Back to the present with OpenAI and its 200-person sales team. What are they going to sell and to whom? How long does it take to sell anything to a large company? These people will learn about corporate budget planning, about competing interests between various departments and how to navigate the org chart. And just as they are about to close the amazing deal, the executive sponsor leaves the organization, and they must start from scratch.

Or, the deal is completely dead since the other people really didn't like the past executive. I guess it would also be premature to warn them about the procurement department, seconded by legal, and finish it with the introduction to the IT people.

All that will be happening, while the enterprise sales department is burning through $20 million (my rough estimate) a year on payroll with an equal amount spent on travel-related expenses. In no time, the sales people will be complaining that the marketing department is not supporting them enough and not providing enough leads to sell to.

But this is still the fun part of this process. The real excitement starts when the sales people start coming back with 'almost' signed deals dependent on whether certain features are in place. In the beginning, the product managers might accommodate small requests. But before they know it, they are creating a customized version of their base product for each new customer.

The killer? Ongoing support and maintenance. A simple product, which was the same for everyone and accessible through a browser and credit card on the internet, has become a multi-headed monster.

Don't let yours truly bring down the festive atmosphere when the contract is signed, congratulations are passed around, dinners are eaten and bonuses paid.

Once all the salespeople have done their jobs and the customers have the required licenses, it’s time to turn all this into a gold mine or money-printing machine.

Before the customers get their gold nuggets, they either have to hire new people to implement the software, or bring in outside consultants. In both cases, these newcomers won’t know the organization enough to understand how to properly integrate the software into the enterprise. A steep and expensive learning curve for everyone involved.

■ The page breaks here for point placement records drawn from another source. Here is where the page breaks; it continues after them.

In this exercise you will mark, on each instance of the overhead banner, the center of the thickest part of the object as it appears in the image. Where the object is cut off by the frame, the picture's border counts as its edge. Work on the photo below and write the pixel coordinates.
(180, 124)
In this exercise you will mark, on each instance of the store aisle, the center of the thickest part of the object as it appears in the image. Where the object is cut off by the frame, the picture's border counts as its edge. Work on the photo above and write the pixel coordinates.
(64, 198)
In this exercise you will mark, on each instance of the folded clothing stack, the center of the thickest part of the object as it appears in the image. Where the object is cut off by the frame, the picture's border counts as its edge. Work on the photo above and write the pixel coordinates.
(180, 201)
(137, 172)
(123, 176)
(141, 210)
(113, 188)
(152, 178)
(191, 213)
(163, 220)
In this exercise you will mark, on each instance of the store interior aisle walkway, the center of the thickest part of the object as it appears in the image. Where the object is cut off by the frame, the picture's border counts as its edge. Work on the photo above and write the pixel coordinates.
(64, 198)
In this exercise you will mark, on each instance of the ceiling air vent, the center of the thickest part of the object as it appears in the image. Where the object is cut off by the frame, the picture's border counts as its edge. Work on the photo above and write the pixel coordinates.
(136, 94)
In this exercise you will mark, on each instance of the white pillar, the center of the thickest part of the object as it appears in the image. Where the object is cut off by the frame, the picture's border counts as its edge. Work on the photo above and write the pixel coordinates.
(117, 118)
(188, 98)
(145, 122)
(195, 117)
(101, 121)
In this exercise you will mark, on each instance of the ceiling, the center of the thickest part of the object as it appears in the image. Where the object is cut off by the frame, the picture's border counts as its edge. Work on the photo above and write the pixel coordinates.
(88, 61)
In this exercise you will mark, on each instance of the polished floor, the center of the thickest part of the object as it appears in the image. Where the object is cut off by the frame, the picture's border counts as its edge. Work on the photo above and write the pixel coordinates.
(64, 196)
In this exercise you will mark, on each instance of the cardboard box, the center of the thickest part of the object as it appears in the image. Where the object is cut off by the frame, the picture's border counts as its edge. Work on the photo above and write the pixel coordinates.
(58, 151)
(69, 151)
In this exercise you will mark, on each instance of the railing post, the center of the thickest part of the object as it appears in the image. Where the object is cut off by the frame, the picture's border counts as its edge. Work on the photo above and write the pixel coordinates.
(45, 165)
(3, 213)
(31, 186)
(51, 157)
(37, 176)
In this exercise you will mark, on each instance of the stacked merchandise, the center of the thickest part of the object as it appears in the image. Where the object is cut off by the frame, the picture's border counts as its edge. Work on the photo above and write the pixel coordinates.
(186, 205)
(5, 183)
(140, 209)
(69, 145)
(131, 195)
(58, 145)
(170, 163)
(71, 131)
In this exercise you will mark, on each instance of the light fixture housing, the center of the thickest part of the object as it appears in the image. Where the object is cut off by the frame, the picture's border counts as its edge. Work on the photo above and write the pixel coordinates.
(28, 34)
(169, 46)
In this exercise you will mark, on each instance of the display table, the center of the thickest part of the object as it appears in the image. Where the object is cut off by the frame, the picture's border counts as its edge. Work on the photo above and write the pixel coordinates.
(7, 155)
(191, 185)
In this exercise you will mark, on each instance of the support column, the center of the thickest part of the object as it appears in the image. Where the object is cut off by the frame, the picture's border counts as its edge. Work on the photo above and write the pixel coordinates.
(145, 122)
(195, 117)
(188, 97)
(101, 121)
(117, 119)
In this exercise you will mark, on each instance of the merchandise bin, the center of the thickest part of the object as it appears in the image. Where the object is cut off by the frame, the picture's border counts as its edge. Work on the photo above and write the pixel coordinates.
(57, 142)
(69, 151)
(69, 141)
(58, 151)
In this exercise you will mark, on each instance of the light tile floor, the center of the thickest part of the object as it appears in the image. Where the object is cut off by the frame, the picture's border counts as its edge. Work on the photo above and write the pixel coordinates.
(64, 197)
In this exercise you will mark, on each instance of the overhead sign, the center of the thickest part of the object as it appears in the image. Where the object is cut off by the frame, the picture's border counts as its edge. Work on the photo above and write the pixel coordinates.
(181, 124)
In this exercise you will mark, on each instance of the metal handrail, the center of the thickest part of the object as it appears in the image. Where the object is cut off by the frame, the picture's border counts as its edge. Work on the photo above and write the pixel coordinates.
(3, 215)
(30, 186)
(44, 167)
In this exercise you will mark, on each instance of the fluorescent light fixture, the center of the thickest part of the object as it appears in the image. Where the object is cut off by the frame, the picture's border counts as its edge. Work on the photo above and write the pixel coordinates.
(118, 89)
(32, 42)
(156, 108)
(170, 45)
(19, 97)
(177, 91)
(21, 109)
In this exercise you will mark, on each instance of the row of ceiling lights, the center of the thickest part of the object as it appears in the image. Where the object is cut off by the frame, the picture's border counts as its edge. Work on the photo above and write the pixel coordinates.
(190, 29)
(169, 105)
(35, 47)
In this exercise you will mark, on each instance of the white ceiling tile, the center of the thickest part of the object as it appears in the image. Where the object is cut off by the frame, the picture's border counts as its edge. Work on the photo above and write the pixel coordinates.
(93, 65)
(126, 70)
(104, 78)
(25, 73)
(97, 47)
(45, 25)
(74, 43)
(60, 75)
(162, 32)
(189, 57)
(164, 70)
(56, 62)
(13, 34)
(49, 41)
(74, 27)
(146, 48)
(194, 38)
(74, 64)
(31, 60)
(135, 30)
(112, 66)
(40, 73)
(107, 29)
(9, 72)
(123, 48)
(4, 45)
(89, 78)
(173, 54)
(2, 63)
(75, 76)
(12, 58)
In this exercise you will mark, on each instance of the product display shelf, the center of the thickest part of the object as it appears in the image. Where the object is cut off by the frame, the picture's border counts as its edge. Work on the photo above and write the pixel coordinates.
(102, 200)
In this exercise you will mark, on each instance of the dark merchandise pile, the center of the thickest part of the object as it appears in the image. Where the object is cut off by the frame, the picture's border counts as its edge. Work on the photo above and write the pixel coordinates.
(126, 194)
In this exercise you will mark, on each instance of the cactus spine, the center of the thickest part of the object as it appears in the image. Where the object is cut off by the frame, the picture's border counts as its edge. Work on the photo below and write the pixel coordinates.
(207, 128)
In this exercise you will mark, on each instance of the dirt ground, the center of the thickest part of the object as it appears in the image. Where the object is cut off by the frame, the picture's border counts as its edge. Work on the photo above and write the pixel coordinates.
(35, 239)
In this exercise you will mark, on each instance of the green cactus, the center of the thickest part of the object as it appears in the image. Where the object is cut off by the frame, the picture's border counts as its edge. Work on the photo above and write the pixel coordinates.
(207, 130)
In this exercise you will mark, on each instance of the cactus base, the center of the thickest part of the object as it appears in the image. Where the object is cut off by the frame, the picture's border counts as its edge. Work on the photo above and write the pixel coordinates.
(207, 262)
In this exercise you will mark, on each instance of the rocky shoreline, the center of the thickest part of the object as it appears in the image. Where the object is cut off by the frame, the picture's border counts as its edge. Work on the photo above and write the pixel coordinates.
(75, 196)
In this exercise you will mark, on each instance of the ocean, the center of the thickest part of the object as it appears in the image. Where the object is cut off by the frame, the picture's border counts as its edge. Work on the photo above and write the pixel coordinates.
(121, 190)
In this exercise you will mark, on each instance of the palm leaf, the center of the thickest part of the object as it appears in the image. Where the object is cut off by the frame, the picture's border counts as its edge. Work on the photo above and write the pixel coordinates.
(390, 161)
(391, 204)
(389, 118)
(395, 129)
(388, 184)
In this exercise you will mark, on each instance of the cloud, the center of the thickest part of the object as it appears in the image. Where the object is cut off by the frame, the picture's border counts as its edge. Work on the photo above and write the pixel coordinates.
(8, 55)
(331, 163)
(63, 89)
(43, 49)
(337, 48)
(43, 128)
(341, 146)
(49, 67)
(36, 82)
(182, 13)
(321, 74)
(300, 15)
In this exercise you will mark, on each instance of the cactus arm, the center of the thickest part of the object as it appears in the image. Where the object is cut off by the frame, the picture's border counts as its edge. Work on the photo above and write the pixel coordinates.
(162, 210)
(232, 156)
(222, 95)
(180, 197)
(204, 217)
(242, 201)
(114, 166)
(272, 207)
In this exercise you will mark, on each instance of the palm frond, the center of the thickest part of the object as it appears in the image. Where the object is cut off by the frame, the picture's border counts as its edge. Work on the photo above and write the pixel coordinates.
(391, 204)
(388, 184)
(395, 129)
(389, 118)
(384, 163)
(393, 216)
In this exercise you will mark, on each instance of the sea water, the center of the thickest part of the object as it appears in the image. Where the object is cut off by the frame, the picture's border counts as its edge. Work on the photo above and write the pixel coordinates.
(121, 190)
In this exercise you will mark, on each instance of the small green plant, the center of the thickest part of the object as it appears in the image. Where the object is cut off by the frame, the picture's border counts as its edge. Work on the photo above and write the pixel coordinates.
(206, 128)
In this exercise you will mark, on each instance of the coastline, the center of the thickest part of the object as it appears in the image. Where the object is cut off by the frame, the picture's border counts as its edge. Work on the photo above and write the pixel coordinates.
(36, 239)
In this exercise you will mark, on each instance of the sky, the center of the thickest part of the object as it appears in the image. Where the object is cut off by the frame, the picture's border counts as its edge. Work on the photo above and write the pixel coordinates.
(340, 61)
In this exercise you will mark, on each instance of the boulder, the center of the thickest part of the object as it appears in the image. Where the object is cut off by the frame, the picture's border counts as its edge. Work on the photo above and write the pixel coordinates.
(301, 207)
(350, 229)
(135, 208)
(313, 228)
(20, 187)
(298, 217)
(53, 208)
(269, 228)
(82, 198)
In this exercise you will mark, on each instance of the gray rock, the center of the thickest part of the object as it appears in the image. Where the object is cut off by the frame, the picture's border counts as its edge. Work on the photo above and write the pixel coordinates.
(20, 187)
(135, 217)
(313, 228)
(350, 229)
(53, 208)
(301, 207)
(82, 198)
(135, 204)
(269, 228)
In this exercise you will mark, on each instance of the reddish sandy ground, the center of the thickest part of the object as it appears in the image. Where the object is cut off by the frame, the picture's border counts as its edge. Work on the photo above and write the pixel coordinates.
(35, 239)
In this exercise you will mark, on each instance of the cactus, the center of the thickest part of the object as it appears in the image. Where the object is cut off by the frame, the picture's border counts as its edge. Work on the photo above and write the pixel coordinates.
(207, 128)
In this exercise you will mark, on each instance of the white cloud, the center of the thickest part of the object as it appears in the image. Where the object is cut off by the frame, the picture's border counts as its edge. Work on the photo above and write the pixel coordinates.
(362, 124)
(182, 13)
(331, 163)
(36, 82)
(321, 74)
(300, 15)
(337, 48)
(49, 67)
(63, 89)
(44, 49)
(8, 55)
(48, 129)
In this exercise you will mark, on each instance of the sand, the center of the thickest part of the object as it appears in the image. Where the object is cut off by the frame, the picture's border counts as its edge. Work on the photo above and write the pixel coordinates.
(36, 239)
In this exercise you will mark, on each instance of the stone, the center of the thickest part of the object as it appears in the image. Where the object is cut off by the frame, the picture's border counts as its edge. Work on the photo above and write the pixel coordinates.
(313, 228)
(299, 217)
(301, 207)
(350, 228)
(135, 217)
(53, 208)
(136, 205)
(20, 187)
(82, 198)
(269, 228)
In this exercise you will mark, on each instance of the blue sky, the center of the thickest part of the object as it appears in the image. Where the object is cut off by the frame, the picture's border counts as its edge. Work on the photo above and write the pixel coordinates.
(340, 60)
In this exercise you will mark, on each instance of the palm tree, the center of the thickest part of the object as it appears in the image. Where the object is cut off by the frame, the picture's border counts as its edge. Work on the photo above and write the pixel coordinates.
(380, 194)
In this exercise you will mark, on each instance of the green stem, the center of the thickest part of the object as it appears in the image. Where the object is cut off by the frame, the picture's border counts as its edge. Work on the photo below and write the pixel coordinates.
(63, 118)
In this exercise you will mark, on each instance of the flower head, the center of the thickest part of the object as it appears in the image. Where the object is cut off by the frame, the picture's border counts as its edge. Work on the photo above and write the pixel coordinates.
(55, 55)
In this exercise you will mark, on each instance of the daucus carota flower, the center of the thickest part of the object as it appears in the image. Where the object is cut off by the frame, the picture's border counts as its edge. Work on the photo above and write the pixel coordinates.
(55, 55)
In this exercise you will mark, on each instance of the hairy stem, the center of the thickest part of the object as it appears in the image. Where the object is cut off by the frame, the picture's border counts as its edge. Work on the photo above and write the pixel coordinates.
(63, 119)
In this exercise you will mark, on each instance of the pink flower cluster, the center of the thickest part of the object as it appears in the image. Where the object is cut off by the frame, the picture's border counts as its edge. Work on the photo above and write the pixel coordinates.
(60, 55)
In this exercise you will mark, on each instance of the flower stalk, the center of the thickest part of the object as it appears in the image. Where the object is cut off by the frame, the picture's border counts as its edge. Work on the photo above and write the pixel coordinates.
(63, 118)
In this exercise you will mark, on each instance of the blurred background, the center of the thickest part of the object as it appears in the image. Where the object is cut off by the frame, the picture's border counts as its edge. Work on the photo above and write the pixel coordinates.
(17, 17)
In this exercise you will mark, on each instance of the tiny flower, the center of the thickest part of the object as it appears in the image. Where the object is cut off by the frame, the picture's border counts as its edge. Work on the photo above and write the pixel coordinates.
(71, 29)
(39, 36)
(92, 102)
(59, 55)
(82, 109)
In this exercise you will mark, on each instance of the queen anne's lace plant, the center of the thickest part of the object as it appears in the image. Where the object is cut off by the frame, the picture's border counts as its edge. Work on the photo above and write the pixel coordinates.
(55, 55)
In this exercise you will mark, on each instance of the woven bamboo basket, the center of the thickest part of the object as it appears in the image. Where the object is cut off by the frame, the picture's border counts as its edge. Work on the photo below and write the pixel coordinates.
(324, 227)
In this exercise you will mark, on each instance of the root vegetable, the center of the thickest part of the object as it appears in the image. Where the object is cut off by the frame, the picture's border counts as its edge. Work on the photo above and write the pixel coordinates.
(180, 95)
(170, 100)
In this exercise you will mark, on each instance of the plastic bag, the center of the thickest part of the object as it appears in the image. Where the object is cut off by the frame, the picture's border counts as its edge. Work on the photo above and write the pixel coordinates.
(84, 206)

Would be too late to mention the study by MIT Sloan Management that found 'only 10% of companies obtain significant financial benefits from artificial intelligence technologies.'

As you can see, I can go on and on about the wonders of working with enterprise customers. It takes years to build an organization to support this type of effort and deliver real value to the customer.

If you have never been part of a meeting of an enterprise sales team discussing what and how to sell, this is a must for you to watch.

The recurrent pattern? I am sure you already know the future of the enterprise sales teams in these companies. They will be the victim of bad strategy.